Después de completar en 2015 su álbum más inane, ligero, vacuo, intrascendente, discotequero y prescindible, nada hacía sospechar que a estas alturas tuviéramos ocasión de recuperar la fe en Coldplay. Más aún después de comprobar que la prolongación de 2017, un EP de cinco temas, reincidía en las mismas características de policromía irrelevante, agravada por la absoluta falta de inspiración en el repertorio, incluso en su contexto de repertorio para el entretenimiento despreocupado. Pero a A head full of dreams y Kaleidoscope les sucede ahora un disco no mucho más sólido sino sencillamente mayúsculo, la obra más ambiciosa de los ingleses y hasta puede que la mejor, lo que supone colocarnos a la altura de aquellos Parachutes (2000) y A rush of blood to the head (2002), dos hitos que solo desde la miopía o la estulticia podrían ahora mismo ponerse en duda.

 

Frente a la nadería reciente, esa eclosión de fuegos de artificio con mucho color y desaparición instantánea, Coldplay nos colocan encima de la mesa un disco doble (al menos nominalmente: su duración no alcanza los 60 minutos), en blanco y negro, sorprendente e inimaginable desde el primer segundo; plural, diverso, de inspiración dispar y desbocada, riquísimo, pletórico, repleto de ideas, hallazgos, guiños y matices, comprometido con el arte, la política y el mundo que nos ha tocado en suerte.

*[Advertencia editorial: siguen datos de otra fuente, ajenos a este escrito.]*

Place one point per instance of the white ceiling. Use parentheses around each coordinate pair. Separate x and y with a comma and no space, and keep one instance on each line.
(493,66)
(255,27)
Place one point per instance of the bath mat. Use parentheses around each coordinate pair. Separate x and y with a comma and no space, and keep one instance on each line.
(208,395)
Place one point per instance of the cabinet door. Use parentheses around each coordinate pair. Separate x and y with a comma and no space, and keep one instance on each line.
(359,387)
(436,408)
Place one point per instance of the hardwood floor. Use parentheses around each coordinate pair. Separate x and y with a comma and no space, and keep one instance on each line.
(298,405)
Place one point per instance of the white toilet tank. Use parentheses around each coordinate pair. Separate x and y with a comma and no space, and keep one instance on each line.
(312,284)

Everyday life encierra tantos ingredientes y se sale tanto del guion que pudiéramos prever que solo nos queda desentrañarlo, arañar cada una de sus aristas, hundir los cinco sentidos en sus meandros, asombrarse de que ninguno de sus paisajes resulte fácil o manido.

 

Nadie concebiría una composición instrumental para cuarteto de cuerda como primer corte en un disco de la banda más bombástica y reventadora de estadios, pero eso es Sunrise. Hay otro corte sin palabras hacia el final, un solo de piano chopinesco que no habría desentonado en un álbum de George Winston. A nadie se le habría ocurrido que Femi Kuti compartiera estudio de grabación con Chris Martin y compañía, pero el solo de saxo del nigeriano en Arabesque es de lo mejor que podremos saborear en todo este 2019. No contábamos en una inmersión en el góspel tan profunda como la de Broken ni en la profusión de otros coros de todo tipo, sudafricanos o árabes, ni en la boyante utilización de efectos callejeros sonoros o en grabaciones documentales que remiten directamente a Pink Floyd y Roger Waters.

 

Nunca Chris Martin había puesto tantos dedos en tantas llagas como con Trouble in town, la breve y fabulosa Guns (casi canción protesta, más bien enfadada, de guitarra y voz) o esa virguería titulada Orphans, que tras su contagiosísima eclosión sonora encierra toda una toma de postura en torno a la tragedia siria. Pero aquí hay, insistimos, muchísimo que escuchar y poco o nada que orillar como sobrante.

 

Coldplay se ha olvidado de las emisoras y los estadios para comprometerse con ellos mismos y su capacidad de conmover y hasta de modificar el orden de las cosas. Y no, no podemos bajar la guardia hasta el último segundo, porque tanto el medio tiempo Champion of the world como la balada ambient (Everyday life) que cierran el trabajo vuelven a figurar entre los mayores logros del cuarteto en sus dos décadas de operaciones. Bravo.